[Python-3000] Unicode and OS strings

Wed Sep 19 00:29:24 CEST 2007

On 9/18/07, Jim Jewett <jimjjewett at gmail.com> wrote:
> On 9/18/07, Guido van Rossum <guido at python.org> wrote:
> > On 9/18/07, Jim Jewett <jimjjewett at gmail.com> wrote:
> > > On 9/18/07, Stephen J. Turnbull <stephen at xemacs.org> wrote:
>
> > > > There's no UTF-8 in Python's internal string encoding.
>
> > > (At least as of a few days ago)
>
> > > In Python 3 there is; strings are unicode.  A PyUnicodeObject object
> > > has two encodings that you can grab from a pointer (which means
> > > they have to be there; you don't have time to generate them like
> > > you would with a function pointer).
>
> > Incorrect. The pointer can be NULL.
>
> I had missed that comment, but I do see it now; thank you.
>
> > The API for getting the UTF-8 encoding is a function
>
> Thank you.  But given that defenc is now always UTF-8, won't exposing
> it in the public typedef then just be an attractive nuisance?

*ALL* fields of the struct def are strictly internal.

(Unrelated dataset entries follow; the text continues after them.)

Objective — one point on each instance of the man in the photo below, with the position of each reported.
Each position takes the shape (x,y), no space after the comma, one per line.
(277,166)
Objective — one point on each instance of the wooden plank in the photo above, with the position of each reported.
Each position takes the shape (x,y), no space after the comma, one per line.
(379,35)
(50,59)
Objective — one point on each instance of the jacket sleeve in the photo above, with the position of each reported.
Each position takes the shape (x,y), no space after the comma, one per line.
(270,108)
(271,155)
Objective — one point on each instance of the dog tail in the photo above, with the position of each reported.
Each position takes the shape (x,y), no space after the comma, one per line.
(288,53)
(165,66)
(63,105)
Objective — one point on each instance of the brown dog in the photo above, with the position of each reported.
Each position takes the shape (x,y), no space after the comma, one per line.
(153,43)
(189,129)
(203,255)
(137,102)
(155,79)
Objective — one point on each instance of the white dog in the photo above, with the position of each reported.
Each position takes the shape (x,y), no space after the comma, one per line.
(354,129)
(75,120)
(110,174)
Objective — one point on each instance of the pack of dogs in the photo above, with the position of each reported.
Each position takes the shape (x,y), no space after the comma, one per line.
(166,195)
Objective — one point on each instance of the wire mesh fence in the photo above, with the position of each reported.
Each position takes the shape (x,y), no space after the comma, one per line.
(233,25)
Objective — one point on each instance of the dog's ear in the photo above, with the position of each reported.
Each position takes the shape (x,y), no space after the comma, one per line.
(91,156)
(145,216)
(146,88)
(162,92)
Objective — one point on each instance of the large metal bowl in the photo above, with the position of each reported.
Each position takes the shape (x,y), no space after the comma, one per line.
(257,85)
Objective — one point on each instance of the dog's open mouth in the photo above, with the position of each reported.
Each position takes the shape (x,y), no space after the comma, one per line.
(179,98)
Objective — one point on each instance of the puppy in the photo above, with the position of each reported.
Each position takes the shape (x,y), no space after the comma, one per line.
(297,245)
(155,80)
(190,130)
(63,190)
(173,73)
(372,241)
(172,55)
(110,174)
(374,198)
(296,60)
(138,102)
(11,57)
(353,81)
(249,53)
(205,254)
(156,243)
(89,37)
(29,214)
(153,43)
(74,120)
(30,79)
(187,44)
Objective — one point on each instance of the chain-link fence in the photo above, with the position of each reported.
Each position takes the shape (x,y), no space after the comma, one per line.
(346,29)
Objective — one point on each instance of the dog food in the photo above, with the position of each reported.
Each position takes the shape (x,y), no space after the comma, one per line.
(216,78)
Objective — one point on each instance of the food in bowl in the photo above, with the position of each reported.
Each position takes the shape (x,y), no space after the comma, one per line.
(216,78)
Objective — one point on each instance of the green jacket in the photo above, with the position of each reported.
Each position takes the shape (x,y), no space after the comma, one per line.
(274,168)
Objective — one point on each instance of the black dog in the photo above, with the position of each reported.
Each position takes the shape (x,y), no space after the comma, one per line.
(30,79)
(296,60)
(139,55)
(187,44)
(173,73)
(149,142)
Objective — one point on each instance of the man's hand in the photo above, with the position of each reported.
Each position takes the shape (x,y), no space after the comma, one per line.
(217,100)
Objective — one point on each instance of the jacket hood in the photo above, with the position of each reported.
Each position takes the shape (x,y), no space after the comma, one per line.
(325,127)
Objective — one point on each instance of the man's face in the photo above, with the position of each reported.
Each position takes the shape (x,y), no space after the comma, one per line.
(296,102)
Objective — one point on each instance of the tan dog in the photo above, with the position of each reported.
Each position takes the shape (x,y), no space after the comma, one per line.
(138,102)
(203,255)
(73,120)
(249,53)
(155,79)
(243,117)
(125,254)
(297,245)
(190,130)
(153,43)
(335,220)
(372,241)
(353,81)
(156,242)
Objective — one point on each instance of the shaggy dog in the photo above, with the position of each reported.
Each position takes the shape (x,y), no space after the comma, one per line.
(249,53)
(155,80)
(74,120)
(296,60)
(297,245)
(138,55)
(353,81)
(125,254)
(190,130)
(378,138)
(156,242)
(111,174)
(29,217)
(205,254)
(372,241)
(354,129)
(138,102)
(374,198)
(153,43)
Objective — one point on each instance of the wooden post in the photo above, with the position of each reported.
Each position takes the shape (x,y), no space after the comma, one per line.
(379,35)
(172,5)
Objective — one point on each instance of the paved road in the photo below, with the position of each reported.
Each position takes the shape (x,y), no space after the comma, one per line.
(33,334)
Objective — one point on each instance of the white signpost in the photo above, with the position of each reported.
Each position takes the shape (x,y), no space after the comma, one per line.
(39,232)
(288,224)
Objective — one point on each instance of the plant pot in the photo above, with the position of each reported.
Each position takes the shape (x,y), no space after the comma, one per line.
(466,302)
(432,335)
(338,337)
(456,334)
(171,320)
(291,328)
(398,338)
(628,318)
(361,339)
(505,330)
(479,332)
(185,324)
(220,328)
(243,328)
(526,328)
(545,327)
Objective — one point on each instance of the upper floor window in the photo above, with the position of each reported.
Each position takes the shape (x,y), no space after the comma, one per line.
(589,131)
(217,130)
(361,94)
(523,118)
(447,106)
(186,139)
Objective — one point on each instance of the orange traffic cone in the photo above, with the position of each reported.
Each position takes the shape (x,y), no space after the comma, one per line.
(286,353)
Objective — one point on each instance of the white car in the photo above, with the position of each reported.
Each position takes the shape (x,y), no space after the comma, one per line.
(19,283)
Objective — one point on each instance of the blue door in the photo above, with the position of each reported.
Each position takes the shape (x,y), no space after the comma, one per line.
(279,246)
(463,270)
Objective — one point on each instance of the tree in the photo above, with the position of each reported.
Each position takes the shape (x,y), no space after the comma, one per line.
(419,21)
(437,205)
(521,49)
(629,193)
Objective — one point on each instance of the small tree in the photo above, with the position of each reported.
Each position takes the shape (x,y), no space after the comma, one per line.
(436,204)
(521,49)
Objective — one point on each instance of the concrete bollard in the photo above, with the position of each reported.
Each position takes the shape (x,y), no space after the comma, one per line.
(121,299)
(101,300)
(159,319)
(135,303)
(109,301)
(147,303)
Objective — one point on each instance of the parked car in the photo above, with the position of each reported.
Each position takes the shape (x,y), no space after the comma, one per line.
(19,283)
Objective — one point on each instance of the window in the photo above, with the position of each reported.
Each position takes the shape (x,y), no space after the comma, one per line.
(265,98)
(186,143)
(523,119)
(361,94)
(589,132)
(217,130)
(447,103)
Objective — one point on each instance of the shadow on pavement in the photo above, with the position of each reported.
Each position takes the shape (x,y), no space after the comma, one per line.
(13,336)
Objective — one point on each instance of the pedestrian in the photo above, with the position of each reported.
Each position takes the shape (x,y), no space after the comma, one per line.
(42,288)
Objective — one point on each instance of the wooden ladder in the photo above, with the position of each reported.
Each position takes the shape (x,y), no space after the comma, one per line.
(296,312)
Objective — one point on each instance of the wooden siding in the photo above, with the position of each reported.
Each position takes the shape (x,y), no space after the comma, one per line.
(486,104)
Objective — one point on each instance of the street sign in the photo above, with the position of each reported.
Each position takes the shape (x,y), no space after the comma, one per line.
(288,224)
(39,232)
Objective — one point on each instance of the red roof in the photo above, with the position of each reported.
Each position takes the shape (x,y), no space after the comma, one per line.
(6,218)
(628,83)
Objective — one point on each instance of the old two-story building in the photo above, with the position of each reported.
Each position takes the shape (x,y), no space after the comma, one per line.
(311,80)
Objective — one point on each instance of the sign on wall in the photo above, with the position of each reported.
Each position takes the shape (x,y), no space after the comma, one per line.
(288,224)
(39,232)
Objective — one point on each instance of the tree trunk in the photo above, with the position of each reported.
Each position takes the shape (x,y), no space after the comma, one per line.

> > (moreover a function whose name starts with _Py).
>
> That I still don't see.

I am talking about _PyUnicode_AsDefaultEncoding(). (Which you
shouldn't be calling. :-)

> http://svn.python.org/view/python/branches/py3k/Include/unicodeobject.h?rev=57656&view=markup
>
> PyAPI_FUNC(PyObject*) PyUnicode_AsUTF8String(
>     PyObject *unicode           /* Unicode object */
>     );
>
> PyAPI_FUNC(PyObject*) PyUnicode_EncodeUTF8(
>     const Py_UNICODE *data,     /* Unicode char buffer */
>     Py_ssize_t length,          /* number of Py_UNICODE chars to encode */
>     const char *errors          /* error handling */
>     );
>
>
> Later, the same file shows me:
>
> /* --- Unicode Type ------------------------------------------------------- */
>
> typedef struct {
>     PyObject_HEAD
>     Py_ssize_t length;          /* Length of raw Unicode data in buffer */
>     Py_UNICODE *str;            /* Raw Unicode buffer */
>     long hash;                  /* Hash value; -1 if not set */
>     int state;                  /* != 0 if interned. In this case the two
>                                  * references from the dictionary to this object
>                                  * are *not* counted in ob_refcnt. */
>     PyObject *defenc;           /* (Default) Encoded version as Python
>                                    string, or NULL; this is used for
>                                    implementing the buffer protocol */
> } PyUnicodeObject;
>
>
> I would be happier with:
>
> typedef struct {
>     PyObject_VAR_HEAD           /* Length in code points, not chars */
> } PyUnicodeObject;
>
> And, in unicodeobject.c (*not* in a public header)
>
> typedef struct {
>     PyUnicodeObject ob_unicodehead;
>     Py_UNICODE *str;            /* Raw Unicode buffer */
>     long hash;                  /* Hash value; -1 if not set */
>     int state;                  /* != 0 if interned. In this case the two
>                                  * references from the dictionary to this object
>                                  * are *not* counted in ob_refcnt. */
>     PyObject *defenc;           /* (Default) Encoded version as Python
>                                    string, or NULL; this is used for
>                                    implementing the buffer protocol */
> } _PyDefaultUnicodeObject;
>
> As this would allow 3rd parties to create implementations specialized
> for (and saving space on) smaller alphabets, without breaking C
> extensions that stick to the public header files.  (Moving hash or
> even state to the public header might be OK too, but they seemed to
> get ignored for subclasses anyhow.)

That is not a supported use case.

-- 
--Guido van Rossum (home page: http://www.python.org/~guido/)